375g All Butter Puff Pastry
3 medium bulbs of Garlic, peeled
1 tbsp Olive Oil
1 tbsp Balsamic Vinegar
220 ml Water
¾ tbsp Caster Sugar
1 tsp chopped Thyme, plus a few sprigs to garnish
1tsp chopped Rosemary
400g of Soft Goats Cheese (the logs are perfect)
150 ml Double Cream
150ml Creme Fraiche
Salt and Pepper
- Preheat the oven to 180ºC.
- Roll out the Puff Pastry and line the tart tin (around 28cm) with it, cover with baking paper and fill with baking beans. Place in the fridge for 20mins to cool.
- Bake blind the tart case for 20mins of until the pastry is golden. Set aside.

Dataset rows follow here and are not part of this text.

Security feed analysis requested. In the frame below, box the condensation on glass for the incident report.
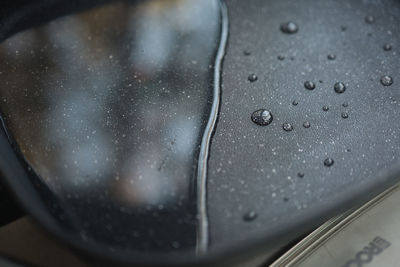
[0,0,221,251]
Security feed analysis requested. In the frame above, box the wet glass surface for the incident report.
[0,0,220,251]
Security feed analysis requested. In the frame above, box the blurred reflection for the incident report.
[0,0,220,253]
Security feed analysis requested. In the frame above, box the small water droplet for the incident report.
[304,81,315,90]
[383,44,392,51]
[328,54,336,60]
[282,122,293,132]
[364,15,375,24]
[243,210,258,222]
[333,82,346,94]
[381,75,393,86]
[324,158,335,167]
[247,73,258,82]
[251,109,273,126]
[281,21,299,34]
[243,49,251,56]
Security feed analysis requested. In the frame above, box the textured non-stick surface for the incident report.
[2,0,400,263]
[208,0,400,253]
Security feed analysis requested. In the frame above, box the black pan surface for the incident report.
[0,0,400,265]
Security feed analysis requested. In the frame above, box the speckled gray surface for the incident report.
[208,0,400,252]
[0,0,400,265]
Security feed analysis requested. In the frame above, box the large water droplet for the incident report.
[281,21,299,34]
[304,81,315,90]
[243,210,258,222]
[333,82,346,94]
[381,75,393,86]
[247,73,258,83]
[328,54,336,60]
[383,44,392,51]
[365,15,375,24]
[251,109,273,126]
[324,158,335,167]
[282,122,293,132]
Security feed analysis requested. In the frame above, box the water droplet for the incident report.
[328,54,336,60]
[333,82,346,94]
[383,44,392,51]
[281,21,299,34]
[243,210,258,222]
[251,109,273,126]
[365,15,375,24]
[247,73,258,82]
[381,75,393,86]
[324,158,335,167]
[304,81,315,90]
[282,122,293,132]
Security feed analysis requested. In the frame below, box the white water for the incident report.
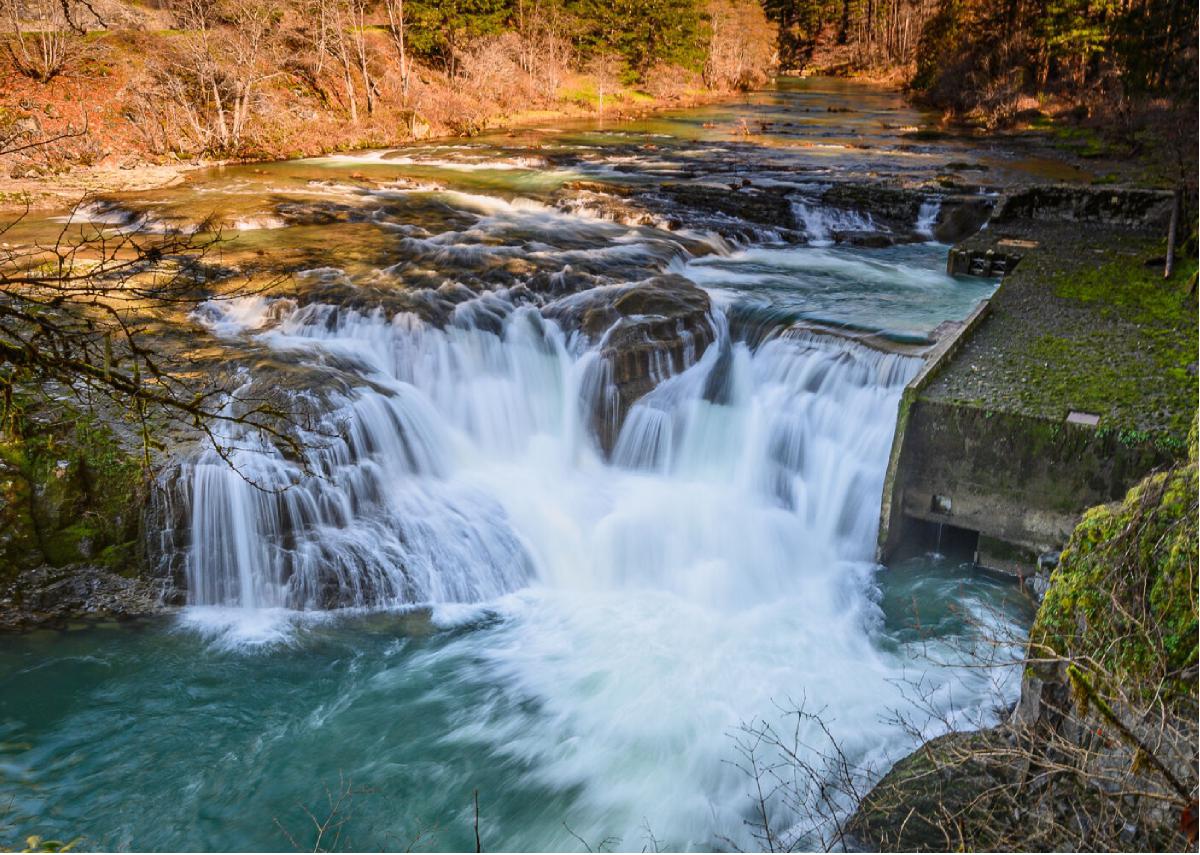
[916,197,942,239]
[159,175,1017,849]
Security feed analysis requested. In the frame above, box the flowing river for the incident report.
[0,82,1056,850]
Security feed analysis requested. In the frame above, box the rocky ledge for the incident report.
[542,274,716,452]
[0,564,173,632]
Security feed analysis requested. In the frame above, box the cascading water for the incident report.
[916,197,942,239]
[180,294,917,609]
[0,78,1041,850]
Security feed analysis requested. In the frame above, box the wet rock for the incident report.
[996,185,1175,231]
[542,275,715,453]
[833,232,897,250]
[0,564,179,632]
[660,184,797,229]
[821,183,926,232]
[845,728,1014,851]
[934,196,992,244]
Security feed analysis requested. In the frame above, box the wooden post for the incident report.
[1163,181,1183,279]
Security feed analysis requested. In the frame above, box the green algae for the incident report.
[1030,423,1200,700]
[0,405,145,580]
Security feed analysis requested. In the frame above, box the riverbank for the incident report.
[880,187,1198,578]
[0,90,738,217]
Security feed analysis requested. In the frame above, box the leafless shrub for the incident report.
[0,0,86,83]
[126,0,286,154]
[704,0,775,90]
[458,32,538,112]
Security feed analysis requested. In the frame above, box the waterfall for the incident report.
[169,295,917,609]
[914,196,942,240]
[792,199,876,246]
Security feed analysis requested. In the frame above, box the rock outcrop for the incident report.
[542,274,716,453]
[846,428,1200,851]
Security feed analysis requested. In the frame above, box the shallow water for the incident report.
[0,82,1051,850]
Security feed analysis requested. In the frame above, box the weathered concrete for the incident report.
[877,187,1196,576]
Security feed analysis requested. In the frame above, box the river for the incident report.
[0,82,1062,850]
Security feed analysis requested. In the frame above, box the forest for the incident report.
[0,0,1198,172]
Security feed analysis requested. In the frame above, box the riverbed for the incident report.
[0,82,1062,850]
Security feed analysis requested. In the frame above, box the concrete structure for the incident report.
[877,187,1196,576]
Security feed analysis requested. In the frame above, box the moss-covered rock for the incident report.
[1030,424,1200,701]
[0,406,145,581]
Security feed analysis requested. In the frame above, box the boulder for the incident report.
[542,274,716,453]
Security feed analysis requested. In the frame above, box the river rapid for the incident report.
[0,82,1056,850]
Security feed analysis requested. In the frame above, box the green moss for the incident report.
[1030,425,1200,698]
[1016,250,1198,444]
[0,408,144,579]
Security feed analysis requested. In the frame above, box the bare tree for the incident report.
[2,0,85,83]
[384,0,410,107]
[587,53,624,115]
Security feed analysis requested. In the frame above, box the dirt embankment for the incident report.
[0,22,730,211]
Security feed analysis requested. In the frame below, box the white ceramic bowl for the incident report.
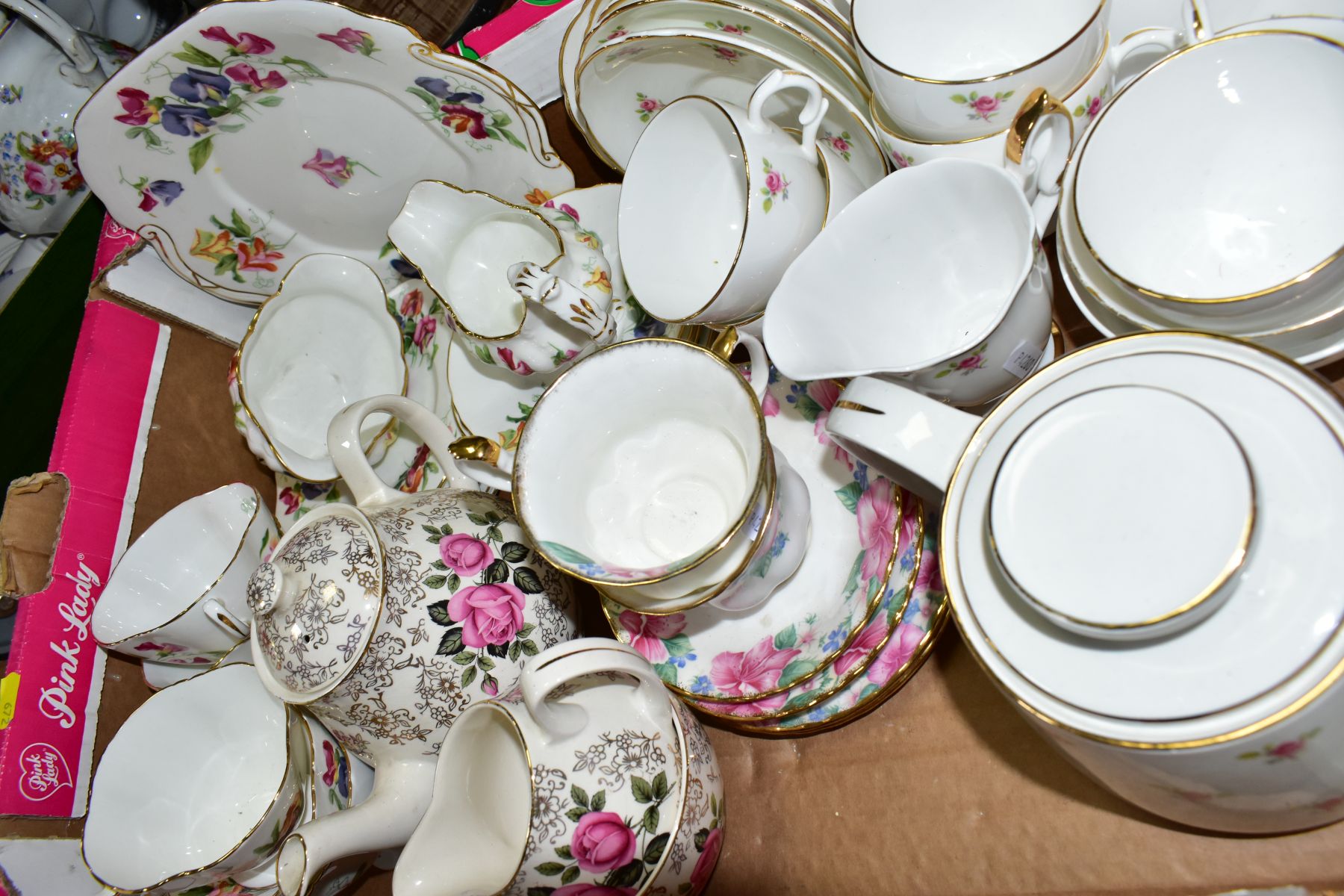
[1072,32,1344,328]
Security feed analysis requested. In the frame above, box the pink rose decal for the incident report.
[570,812,637,873]
[709,637,803,697]
[617,610,685,662]
[691,827,723,895]
[855,481,897,582]
[23,161,59,196]
[438,532,494,575]
[868,622,924,685]
[447,582,527,649]
[551,884,637,896]
[835,620,887,676]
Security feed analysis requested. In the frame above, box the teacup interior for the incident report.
[618,97,747,321]
[765,158,1035,380]
[238,257,406,481]
[853,0,1104,79]
[387,181,561,338]
[84,665,289,891]
[393,703,532,896]
[93,482,256,645]
[514,340,765,582]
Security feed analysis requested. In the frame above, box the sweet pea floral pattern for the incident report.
[116,25,326,172]
[951,90,1013,121]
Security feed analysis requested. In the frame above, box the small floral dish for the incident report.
[688,491,924,720]
[75,0,574,305]
[732,520,948,738]
[228,255,408,482]
[602,370,903,706]
[387,180,615,376]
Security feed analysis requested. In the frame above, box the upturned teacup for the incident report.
[618,70,828,324]
[765,158,1054,407]
[93,482,276,666]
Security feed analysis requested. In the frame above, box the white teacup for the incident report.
[84,664,312,892]
[850,0,1109,141]
[765,158,1052,407]
[93,482,276,666]
[620,70,828,324]
[454,333,810,612]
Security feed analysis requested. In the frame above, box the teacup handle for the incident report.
[827,376,980,501]
[1004,87,1074,235]
[200,598,252,638]
[520,638,668,740]
[326,395,476,508]
[747,69,830,161]
[0,0,102,90]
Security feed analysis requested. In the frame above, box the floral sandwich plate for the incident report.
[726,521,948,738]
[602,370,902,709]
[267,279,457,532]
[75,0,574,305]
[689,491,924,723]
[566,34,887,187]
[447,184,667,450]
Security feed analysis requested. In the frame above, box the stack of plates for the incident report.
[1057,20,1344,365]
[561,0,887,187]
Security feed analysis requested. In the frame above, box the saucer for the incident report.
[602,368,902,704]
[270,279,455,531]
[689,491,924,721]
[732,518,948,738]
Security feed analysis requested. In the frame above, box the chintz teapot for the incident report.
[0,0,106,234]
[247,395,575,896]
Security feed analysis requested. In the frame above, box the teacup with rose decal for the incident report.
[620,69,830,324]
[387,180,617,376]
[393,638,723,896]
[765,158,1054,407]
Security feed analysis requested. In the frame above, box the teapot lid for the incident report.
[247,504,383,703]
[941,332,1344,744]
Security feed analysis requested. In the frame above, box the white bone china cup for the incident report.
[765,158,1052,407]
[618,70,828,324]
[93,482,276,666]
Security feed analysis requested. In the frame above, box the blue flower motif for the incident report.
[415,78,485,105]
[160,104,215,137]
[168,69,232,102]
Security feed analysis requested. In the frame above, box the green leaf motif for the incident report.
[836,481,863,513]
[187,137,215,175]
[500,541,531,563]
[514,567,546,594]
[644,833,672,865]
[541,541,597,565]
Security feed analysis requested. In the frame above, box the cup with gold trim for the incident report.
[387,180,615,376]
[91,482,277,668]
[453,328,810,612]
[393,638,723,896]
[84,664,312,893]
[228,254,410,482]
[618,69,830,324]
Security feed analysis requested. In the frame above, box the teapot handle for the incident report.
[328,394,477,508]
[0,0,102,90]
[827,376,980,503]
[520,638,668,740]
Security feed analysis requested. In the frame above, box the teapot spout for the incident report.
[276,756,434,896]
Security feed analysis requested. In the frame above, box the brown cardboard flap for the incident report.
[0,473,70,612]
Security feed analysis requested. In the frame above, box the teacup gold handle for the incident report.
[1007,87,1074,165]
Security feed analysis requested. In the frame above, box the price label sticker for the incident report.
[1004,340,1045,379]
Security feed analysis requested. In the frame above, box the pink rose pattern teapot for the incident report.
[247,396,575,896]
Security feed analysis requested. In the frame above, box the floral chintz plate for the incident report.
[75,0,574,305]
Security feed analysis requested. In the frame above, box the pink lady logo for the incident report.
[19,744,74,802]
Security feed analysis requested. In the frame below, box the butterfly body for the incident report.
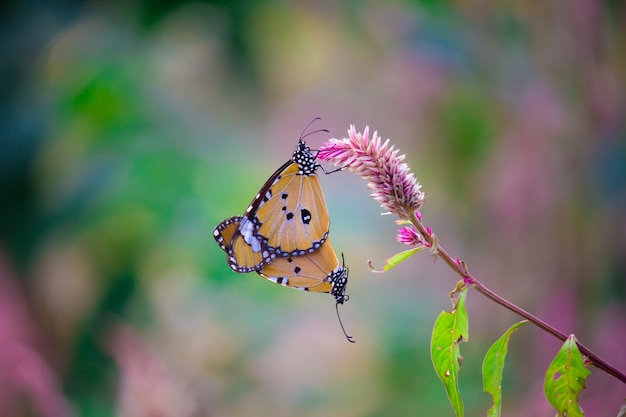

- Place the Garlic cloves in a pan with water to cover them and simmer then for 3 mins, drain and pat dry.
- Return the saucepan to the hob and add the Olive Oil and Garlic, fry at a high heat for 2 mins while they colour, then add the Vinegar and Water and bring to the boil, simmer for 10 mins. Then add the Sugar, Chopped Herbs, and some seasoning and reduce until a caramel like sauce covers the cloves.
- Make the custard by beating the Eggs, Cream and Creme Fraiche with seasoning by hand.
- Take your blind baked tart case and sprinkle the Goats Cheese across it in large lumps, you want it evenly distributed but for some parts to poke out of the custard so make them taller. Then sprinkle the Garlic in the same manner. Finally pour the custard over, making sure to fill it all over rather than just form the centre.
- Bake for at 160ºC for 35 to 45 mins or until the filling is set and golden. Allow to cool slightly before serving.